Information Storage and Management: A Comprehensive Guide
1. Active-Active vs. Active-Passive
AA-Symm
Hosts can perform I/Os through any controller.
AP-VNX
Hosts can perform I/Os only through the controller that owns the LUN (MODULE 4)
2. Advantages of IP (4)
- Uses existing network
- Easily scalable
- Reduced hardware cost
- Uses existing security options
- Uses existing long-distance recovery solutions
3. Application
Software program that provides logic for computing operations (MODULE 2)
4. Application Virtualization
Presenting an application to an end-user without installation or dependency on the user’s computing platform (MODULE 2)
5. Archive Architecture Components (3)
- Agent: Installed software on the application server scans data to be archived and leaves a stub reference file (small)
- Server: Software on the server defines archiving policies
- Storage Device: Stores fixed content
6. Backup Architecture (3)
- Backup Client: Gathers data to be backed up and sends it to the storage node
- Backup Server: Manages backup operations and keeps a catalog of backups
- Storage Node: Writes data to the storage device and manages it
7. Backup in Virtualized Environment (2)
- Traditional: Agent is located on the VM or on the hypervisor, taking precious processing power away from the host system
- Imaged-Based: Agent is on the hypervisor, takes a snapshot of the whole system, saves it as an image file, and saves it to the proxy server
8. Backup Methods (3)
- Hot: Application is running, and users may access data during backup
- Cold: Requires application shutdown
- Bare-Metal: Full system start from scratch
9. Backup Operation (7 Steps)
- Backup server initiates backup
- Retrieves information from the catalog
- Backup server tells the node to tell storage to load the storage medium
- Backup server tells clients to send data to the device
- Clients send data
- Node sends data to storage
- Node sends metadata to the backup server
- Backup server updates the catalog
10. Backup Targets (3)
- Tape: Portable, sequential, shoe-shining effect
- Disk: Random access, reliable
- Virtual Tape: Tricks existing data center software into thinking that they’re still using tape, not disk
11. Backup Topologies (4)
- Direct-Attached: Application server/client/node are all on the same device connected over LAN to the backup server and FC to the backup device
- LAN-Based Backup: Everything is separate and connected by a LAN
- SAN-Based Backup: FC used for everything except for LAN for metadata from the client to the backup server
- Mixed-Backup: Combination of LAN and SAN topologies
12. Benefits of OSD (4)
- Security and reliability (object ID)
- Platform independence
- Scalability
- Manageability (i.e., ATMOS)
13. Beta Methods to Make FCoE Lossless (Converged Enhanced Ethernet) (4)

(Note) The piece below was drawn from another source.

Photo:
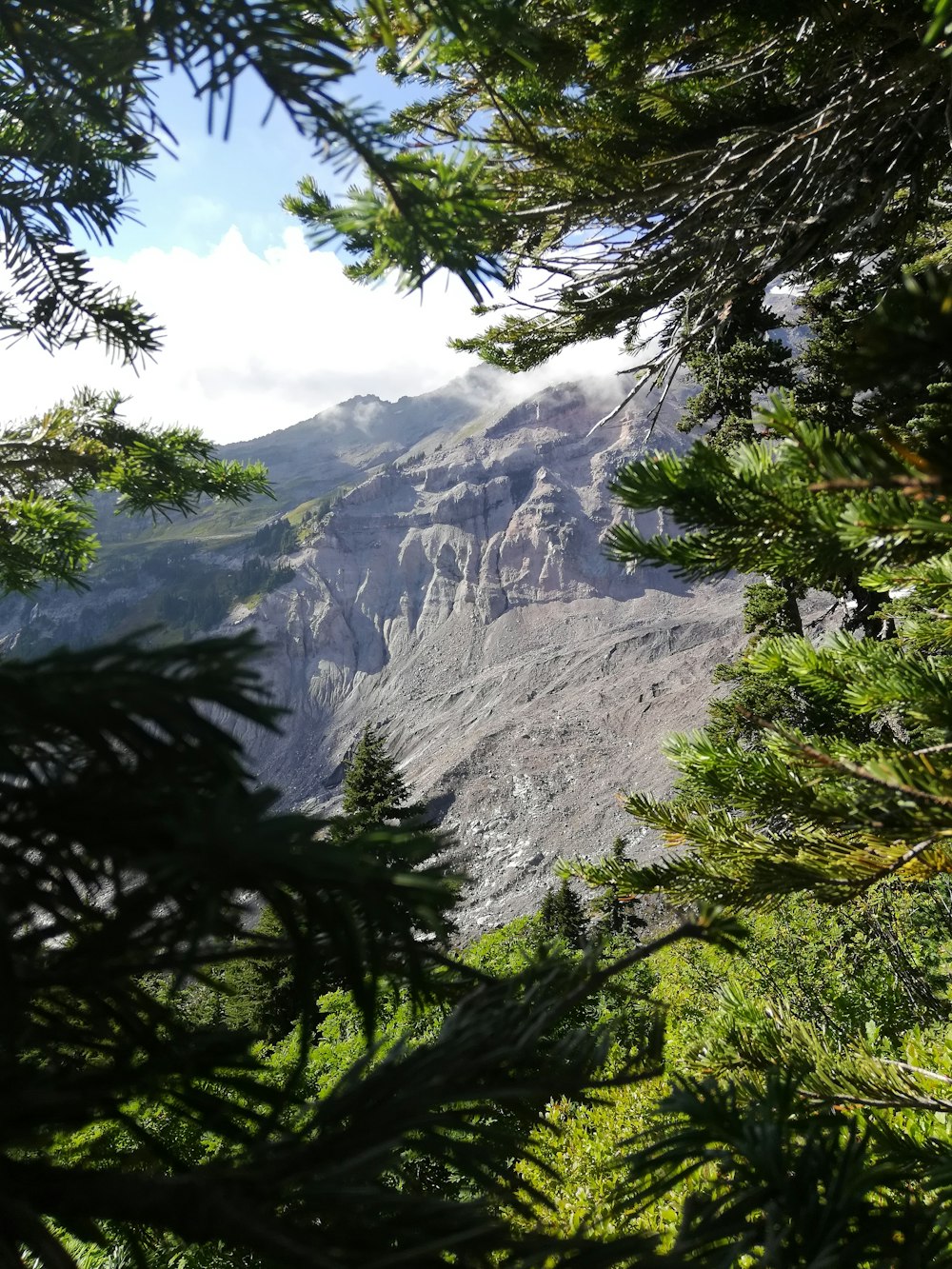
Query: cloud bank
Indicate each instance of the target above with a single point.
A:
(254, 343)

- Priority-Based Flow Control (PFC): Uses pause functionality
- Enhanced Transmission Selection (ETS): Intelligently allocates bandwidth
- Congestion Notification (CN): Identifies congestion and notifies the host
- Data Center Bridging Exchange Protocol (DCBX): New advanced Ethernet protocol
14. Big Data
Data sets beyond the capacity of common software tools (i.e., Greenplum analytics software) (MODULE 1)
15. Block-Level Storage Virtualization
Using a virtual appliance, groups LUNs into massive pools of portable, non-disruptive virtual LUN volumes (i.e., EMC VPLEX)
16. Block vs. File Level Access
- Block: File system created on the host, requests for raw data sent over the network
- File Level: Request sent over the network to a separate file system, which gets data quickly but is more expensive (MODULE 2)
17. Business Continuity
Process that prepares for, responds to, and recovers from system outages (downtime)
18. Business Continuity Lifecycle (5 Steps)
- Establishing objectives
- Analyzing
- Designing
- Implementing
- Training/Maintaining
19. Business Continuity Technology Solutions (3)
- Removing single points of failure with redundancy (failure of one component that terminates the availability of the entire system)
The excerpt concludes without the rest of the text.